A repo to understand Q Learning and Deep Q learning
Custom implementation of Q learning and Deep Q learning.
Reinforcement Learning Explained here: @ipaar3/saturnmind-94586f0d0158"">https://medium.com/@ipaar3/saturnmind-94586f0d0158
Run grid_environment.py to run just the Qlearning.
The experimental setup is simple, it’s a grid with 8x8 nodes and some blocks. The aim is to navigate to the diagonally opposite side of the grid with minimal number of steps.
python grid_environment.py --train True
Convergence is observed after 4000 - 5000 episodes
See this to know how to save and retrieve the model.
After the model is trained for 5000 episodes, we can just quit the environment and the model is saved automatically.
python grid_environment.py
For each prediction, we’ll get q values for the 4 actions.
cost = predicted q values - actual q values.
but the actual values here depends on the bellman's equation.
actual qvalue= reward + discount_factor * max qvalue
max qvalue is from the previous state taken to go to the next state.
now optimize the cost using Adam Optimizer.
Step 1 : Define your environment and set your actions, goal.
E.g.
Environment : Super Mario.(The Best game ever!)
Actions : move forward, jump, duck, long jump etc.
Goal : Retrieving the princess.
Note: enemy tortoises and triangle shaped things are removed from the scenerio for simplicity.
Step 2 : Initialize Q table wth states and actions. Network Parameters:
Q table AKA Quality table represents the quality of move that is being made on that state.
Higher Magnitude -> Higher Quality Move in a state.
States- Current state or Position in the environment.
E.g.

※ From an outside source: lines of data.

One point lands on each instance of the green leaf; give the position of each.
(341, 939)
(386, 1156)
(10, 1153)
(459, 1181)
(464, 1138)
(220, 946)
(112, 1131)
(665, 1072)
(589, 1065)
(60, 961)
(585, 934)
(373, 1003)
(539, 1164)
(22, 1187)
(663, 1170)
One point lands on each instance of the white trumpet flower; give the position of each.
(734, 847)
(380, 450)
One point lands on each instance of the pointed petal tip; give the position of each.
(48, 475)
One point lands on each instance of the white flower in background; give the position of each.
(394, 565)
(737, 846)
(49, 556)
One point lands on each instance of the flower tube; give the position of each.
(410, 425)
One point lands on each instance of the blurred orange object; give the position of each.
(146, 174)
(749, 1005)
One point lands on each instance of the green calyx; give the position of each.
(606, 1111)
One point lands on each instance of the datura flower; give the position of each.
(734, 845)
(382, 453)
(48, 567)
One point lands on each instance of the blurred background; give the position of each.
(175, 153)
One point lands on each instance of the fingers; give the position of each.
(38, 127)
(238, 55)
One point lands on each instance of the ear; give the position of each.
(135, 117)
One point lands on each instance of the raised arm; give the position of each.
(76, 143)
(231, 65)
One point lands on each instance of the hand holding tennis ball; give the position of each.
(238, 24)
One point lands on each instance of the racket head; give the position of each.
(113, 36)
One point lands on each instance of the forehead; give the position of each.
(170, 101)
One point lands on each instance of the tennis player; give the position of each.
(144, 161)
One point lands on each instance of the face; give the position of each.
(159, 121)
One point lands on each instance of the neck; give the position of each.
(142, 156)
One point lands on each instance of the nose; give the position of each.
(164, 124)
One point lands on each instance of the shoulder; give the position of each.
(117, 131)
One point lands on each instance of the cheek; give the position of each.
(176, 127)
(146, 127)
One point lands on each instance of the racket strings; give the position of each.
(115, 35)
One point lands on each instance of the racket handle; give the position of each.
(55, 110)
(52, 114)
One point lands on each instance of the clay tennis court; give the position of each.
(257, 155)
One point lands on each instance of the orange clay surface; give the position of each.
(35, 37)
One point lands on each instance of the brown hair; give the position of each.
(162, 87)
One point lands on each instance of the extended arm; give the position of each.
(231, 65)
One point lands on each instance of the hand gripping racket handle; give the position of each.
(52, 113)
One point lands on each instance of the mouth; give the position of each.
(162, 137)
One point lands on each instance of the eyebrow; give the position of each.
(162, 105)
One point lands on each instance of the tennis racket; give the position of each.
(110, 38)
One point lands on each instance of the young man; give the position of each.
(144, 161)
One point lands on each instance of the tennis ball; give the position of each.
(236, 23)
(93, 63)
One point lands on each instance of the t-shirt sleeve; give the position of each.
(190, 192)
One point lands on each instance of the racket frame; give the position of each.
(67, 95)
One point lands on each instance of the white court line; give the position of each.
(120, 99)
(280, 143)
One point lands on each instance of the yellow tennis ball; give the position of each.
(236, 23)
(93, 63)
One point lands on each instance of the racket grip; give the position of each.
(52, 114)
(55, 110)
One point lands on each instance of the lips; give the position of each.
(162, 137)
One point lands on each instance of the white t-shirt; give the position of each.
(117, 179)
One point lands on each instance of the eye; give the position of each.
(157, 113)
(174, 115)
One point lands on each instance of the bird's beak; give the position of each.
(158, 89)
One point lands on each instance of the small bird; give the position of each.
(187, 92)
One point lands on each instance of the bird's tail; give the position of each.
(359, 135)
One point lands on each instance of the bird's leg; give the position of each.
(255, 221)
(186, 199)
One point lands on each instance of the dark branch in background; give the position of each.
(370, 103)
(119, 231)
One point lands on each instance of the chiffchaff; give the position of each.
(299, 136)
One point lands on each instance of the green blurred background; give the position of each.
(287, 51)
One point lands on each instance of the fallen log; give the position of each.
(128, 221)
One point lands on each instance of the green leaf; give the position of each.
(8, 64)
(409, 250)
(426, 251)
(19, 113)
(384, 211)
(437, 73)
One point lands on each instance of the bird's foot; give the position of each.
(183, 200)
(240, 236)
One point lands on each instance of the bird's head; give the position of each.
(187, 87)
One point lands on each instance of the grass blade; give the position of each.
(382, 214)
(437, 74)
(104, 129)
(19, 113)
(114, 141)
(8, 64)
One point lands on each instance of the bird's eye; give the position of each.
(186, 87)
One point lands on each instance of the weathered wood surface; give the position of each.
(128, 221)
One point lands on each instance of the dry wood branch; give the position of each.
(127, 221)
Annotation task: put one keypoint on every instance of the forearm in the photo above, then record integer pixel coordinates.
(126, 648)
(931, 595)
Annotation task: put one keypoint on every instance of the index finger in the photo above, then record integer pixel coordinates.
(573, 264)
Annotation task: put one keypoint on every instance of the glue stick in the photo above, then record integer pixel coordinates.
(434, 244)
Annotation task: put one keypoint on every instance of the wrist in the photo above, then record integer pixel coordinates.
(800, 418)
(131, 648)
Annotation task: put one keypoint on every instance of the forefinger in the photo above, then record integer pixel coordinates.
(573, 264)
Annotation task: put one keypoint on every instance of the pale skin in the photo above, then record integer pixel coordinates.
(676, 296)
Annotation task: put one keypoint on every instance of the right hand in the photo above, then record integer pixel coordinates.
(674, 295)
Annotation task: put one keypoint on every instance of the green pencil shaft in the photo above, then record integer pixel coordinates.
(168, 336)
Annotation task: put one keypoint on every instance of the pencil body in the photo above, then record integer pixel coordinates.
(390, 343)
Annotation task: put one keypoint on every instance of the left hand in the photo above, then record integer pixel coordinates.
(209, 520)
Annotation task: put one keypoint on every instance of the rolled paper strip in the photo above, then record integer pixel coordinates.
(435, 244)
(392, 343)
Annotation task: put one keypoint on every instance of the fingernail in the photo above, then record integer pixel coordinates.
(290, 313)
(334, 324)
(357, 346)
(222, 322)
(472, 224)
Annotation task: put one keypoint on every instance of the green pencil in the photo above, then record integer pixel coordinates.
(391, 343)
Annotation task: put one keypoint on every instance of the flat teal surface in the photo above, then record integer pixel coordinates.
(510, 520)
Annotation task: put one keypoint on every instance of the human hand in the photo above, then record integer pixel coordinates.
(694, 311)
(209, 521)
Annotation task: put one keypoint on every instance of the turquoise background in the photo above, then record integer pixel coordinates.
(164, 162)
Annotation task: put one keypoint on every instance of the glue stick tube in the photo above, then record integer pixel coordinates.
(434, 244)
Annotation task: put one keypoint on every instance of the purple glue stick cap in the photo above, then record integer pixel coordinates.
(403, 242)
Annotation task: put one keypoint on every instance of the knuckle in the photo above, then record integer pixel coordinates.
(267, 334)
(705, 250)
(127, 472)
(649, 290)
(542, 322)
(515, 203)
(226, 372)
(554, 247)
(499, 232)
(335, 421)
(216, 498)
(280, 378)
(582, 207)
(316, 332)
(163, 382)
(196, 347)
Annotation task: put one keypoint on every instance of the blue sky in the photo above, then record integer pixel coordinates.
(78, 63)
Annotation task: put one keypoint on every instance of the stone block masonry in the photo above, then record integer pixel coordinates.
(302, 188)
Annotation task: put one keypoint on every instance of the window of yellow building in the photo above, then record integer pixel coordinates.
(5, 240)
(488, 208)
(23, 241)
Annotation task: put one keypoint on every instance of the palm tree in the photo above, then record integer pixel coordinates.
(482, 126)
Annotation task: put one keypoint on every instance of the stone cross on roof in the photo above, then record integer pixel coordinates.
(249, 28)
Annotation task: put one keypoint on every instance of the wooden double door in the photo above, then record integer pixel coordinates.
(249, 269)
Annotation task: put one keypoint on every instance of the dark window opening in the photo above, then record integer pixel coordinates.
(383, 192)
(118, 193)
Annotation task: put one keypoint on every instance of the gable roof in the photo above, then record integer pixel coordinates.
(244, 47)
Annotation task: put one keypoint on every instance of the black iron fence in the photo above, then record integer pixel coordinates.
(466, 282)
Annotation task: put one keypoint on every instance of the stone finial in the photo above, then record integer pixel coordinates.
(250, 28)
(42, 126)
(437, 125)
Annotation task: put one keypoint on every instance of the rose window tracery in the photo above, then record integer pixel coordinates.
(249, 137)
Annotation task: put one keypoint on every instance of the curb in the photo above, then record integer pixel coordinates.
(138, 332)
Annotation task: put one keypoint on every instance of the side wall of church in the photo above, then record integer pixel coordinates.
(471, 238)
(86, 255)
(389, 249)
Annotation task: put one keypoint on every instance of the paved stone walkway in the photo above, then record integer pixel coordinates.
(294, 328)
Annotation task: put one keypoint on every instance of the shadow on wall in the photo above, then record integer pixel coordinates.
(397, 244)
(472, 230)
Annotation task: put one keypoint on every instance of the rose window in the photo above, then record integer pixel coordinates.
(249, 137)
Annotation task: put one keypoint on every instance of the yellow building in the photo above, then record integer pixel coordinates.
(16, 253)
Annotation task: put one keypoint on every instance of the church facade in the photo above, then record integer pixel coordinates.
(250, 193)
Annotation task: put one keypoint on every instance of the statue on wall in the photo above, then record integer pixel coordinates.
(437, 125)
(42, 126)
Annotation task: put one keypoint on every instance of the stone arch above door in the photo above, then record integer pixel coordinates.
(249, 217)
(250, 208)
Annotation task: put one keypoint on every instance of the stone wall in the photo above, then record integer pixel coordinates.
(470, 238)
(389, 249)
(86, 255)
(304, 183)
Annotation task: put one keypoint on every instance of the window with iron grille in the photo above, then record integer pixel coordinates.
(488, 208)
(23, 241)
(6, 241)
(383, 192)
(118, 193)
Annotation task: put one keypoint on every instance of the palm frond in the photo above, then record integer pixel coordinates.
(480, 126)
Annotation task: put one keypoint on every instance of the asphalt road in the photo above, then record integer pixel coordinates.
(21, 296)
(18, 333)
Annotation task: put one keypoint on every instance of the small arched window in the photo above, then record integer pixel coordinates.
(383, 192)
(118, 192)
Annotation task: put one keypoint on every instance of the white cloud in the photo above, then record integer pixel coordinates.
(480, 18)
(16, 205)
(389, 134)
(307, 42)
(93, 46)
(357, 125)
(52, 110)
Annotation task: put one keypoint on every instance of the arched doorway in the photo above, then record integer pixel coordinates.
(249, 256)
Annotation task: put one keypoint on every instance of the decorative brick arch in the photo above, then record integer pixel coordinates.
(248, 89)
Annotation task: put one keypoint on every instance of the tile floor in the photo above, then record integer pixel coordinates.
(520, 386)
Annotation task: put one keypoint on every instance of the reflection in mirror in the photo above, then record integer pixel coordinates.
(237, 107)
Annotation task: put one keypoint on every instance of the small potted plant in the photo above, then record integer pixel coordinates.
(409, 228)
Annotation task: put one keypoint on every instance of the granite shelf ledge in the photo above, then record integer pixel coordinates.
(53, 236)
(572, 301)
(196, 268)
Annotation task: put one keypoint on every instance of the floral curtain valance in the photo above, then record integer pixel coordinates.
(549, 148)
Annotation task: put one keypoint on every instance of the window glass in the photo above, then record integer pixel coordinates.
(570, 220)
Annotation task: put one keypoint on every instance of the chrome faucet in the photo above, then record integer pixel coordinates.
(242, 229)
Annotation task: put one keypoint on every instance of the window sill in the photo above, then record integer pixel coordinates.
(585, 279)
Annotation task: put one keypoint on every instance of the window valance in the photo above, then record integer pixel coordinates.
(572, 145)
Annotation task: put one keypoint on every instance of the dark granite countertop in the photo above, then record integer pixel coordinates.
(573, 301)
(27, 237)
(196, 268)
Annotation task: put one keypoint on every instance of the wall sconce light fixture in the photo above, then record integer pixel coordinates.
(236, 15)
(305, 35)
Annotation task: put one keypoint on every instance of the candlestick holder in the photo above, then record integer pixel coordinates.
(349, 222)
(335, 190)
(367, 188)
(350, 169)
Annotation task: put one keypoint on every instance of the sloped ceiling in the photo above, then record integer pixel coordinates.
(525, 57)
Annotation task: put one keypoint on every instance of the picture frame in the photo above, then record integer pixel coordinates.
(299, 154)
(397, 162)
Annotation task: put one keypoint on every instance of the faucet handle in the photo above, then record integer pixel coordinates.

Current location of Mario in the frame.
Action- List freedom of movements in the environment that is defined.
Like this one :
State | Forward | Jump | Duck | Ljump |
---|---|---|---|---|
Frame 0 | 0.0 | 0.0 | 0.0 | 0.0 |
Frame 1 | 0.0 | 0.0 | 0.0 | 0.0 |
Frame 2 | 0.0 | 0.0 | 0.0 | 0.0 |
Now our job is to train and adapt the above Q table by interacting with the environment in following steps
Step 3 : Let the hero explore environment.
Our hero can take a random move if Q table's Move is zero or equally distributed.
Else hero has to choose the move with highest reward for the present state.
For a given State:
if Jump > Forward:
Mario chooses to Jump.
else:
Mario chooses Forward.
Step 4 : Update the Q table.
Now Rewards for each move towards the goal is calculated and updated in Q table.
It is specific to that State and Move at that instant.
Q table( State , move) = Q table( State , move) + learning_Rate *[Q table(current(S,M) - previous(S,M))]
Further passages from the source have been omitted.